Today, the ruins have been designated by the Bavarian State Office for Monument Protection as listed site D-4-72-179-83 "Leienfels, formerly an almost triangular site, remains of the enceinte and the main building with corner tower, the core 14th century; wall of the former outer bailey, 14th century.", as well as ground monument D-4-6234-0068 "finds from the Middle Ages and early modern period in the area of the castle ruins of Leienfels"

== Literature ==
- Rüdiger Bauriedel, Ruprecht Konrad-Röder: Mittelalterliche Befestigungen und niederadelige Ansitze im Landkreis Bayreuth.

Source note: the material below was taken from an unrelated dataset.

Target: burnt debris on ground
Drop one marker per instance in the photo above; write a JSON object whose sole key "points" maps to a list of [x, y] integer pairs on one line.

Ellwanger Druck und Verlag, Bayreuth, 2007, ISBN 978-3-925361-63-0, p. 137.
- Ursula Pfistermeister: Wehrhaftes Franken - Band 3: Burgen, Kirchenburgen, Stadtmauern um Bamberg, Bayreuth und Coburg. Fachverlag Hans Carl, Nuremberg, 2002, ISBN 3-418-00387-7, pp. 84–85.
- Walter Heinz: Ehemalige Adelssitze im Trubachtal. Verlag Palm und Enke, Erlangen and Jena, 1996, ISBN 3-7896-0554-9, pp. 8–26.
- Gustav Voit, Walter Rüfer: Eine Burgenreise durch die Fränkische Schweiz. Verlag Palm und Enke, Erlangen, 1991, ISBN 3-7896-0064-4, pp. 117–120.
- Björn-Uwe Abels, Joachim Zeune, u.A.: Führer zu archäologischen Denkmälern in Deutschland, Band 20: Fränkische Schweiz. Konrad Theiss Verlag GmbH und Co., Stuttgart, 1990, ISBN 3-8062-0586-8, p. 217.
- Toni Eckert, Susanne Fischer, Renate Freitag, Rainer Hofmann, Walter Tausendpfund: Die Burgen der Fränkischen Schweiz – Ein Kulturführer. Gürtler Druck, Forchheim, ISBN 3-9803276-5-5, pp. 93–95.
- Hellmut Kunstmann: Die Burgen der östlichen Fränkischen Schweiz. Kommissionsverlag Ferdinand Schöningh, Würzburg, 1965, pp. 411–426.